Wild poliovirus type 3 has been eradicated, the World Health Organization said Thursday, hailing the development as a "historic achievement for humanity" that leaves only one strain of the virus in transmission.

A child receives a polio vaccination drop during the nationwide vaccination campaign against measles, rubella and polio targeting all children under 15 years old in Nkozi town, about 84 km from the capital Kampala, on October 19, 2019. – Uganda’s Ministry of health with WHO and UNICEF aim to immunize more than 18 million children in Uganda which is about 43 percent of the population during their 5-day vaccination campaign. (Photo by Badru KATUMBA / AFP)

Wild poliovirus type 3 has been eradicated, the World Health Organization said Thursday, hailing the development as a “historic achievement for humanity” that leaves only one strain of the virus in transmission.

All three types of wild polio can cause paralysis and death, but WHO categorises them separately in terms of eradication because of certain virological differences.

The last confirmed case of WPV3 was recorded in northern Nigeria in 2012.

An independent panel, chaired by WHO chief Tedros Adhanom Ghebreyesus, concluded that the required criteria have been met to “verify that this strain is truly gone”, the United Nations health agency said in a statement.

WPV2 was declared eradicated in 2015, but WPV1 continues to circulate in Afghanistan and Pakistan.
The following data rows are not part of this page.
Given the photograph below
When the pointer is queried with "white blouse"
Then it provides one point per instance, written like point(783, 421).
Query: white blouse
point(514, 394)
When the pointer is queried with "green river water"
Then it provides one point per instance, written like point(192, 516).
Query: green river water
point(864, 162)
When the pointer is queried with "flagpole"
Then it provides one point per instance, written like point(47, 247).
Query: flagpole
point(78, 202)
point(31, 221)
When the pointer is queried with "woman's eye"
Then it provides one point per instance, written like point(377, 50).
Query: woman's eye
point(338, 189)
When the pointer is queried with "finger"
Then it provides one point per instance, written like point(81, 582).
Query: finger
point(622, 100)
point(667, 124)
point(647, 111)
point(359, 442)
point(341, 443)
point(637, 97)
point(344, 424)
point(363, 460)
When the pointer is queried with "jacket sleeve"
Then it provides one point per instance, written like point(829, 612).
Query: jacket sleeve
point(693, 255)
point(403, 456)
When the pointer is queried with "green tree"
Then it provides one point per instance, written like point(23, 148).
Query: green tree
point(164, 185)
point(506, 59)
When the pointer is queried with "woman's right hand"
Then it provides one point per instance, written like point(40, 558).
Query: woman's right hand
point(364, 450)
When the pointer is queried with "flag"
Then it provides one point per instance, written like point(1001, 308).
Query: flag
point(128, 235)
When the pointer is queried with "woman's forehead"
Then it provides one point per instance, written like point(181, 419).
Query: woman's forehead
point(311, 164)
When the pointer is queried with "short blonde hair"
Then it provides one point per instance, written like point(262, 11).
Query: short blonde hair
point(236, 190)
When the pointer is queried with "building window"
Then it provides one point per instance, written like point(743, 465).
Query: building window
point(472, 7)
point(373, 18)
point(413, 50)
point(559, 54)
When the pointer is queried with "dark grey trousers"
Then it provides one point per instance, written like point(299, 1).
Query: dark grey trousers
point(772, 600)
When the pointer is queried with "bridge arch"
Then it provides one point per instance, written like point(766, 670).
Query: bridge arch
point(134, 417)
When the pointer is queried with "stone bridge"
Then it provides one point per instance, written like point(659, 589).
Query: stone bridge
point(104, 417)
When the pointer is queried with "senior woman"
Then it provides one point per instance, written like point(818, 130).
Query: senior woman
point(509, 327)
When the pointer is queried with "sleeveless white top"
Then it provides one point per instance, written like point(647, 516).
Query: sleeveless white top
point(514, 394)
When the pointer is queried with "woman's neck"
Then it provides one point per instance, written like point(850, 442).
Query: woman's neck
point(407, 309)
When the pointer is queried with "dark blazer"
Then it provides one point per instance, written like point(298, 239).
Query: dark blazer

Non-wild forms of polio — known as vaccine-derived polio — remain in transmission in parts of Africa and Asia, including the Philippines where a re-emergence last month nearly two decades after the last case has triggered a mass vaccination campaign.

Vaccine-derived polio is caused by the weakened form of the virus used in vaccines, which is excreted by people for a time after they receive it.

According to WHO, that form can mutate and spread in the surrounding community when immunisation rates get too low.

“We cannot stop our efforts now: we must eradicate all remaining strains of all polioviruses,” David Salisbury, chair of the independent Global Commission for the Certification of Poliomyelitis Eradication, said in the statement.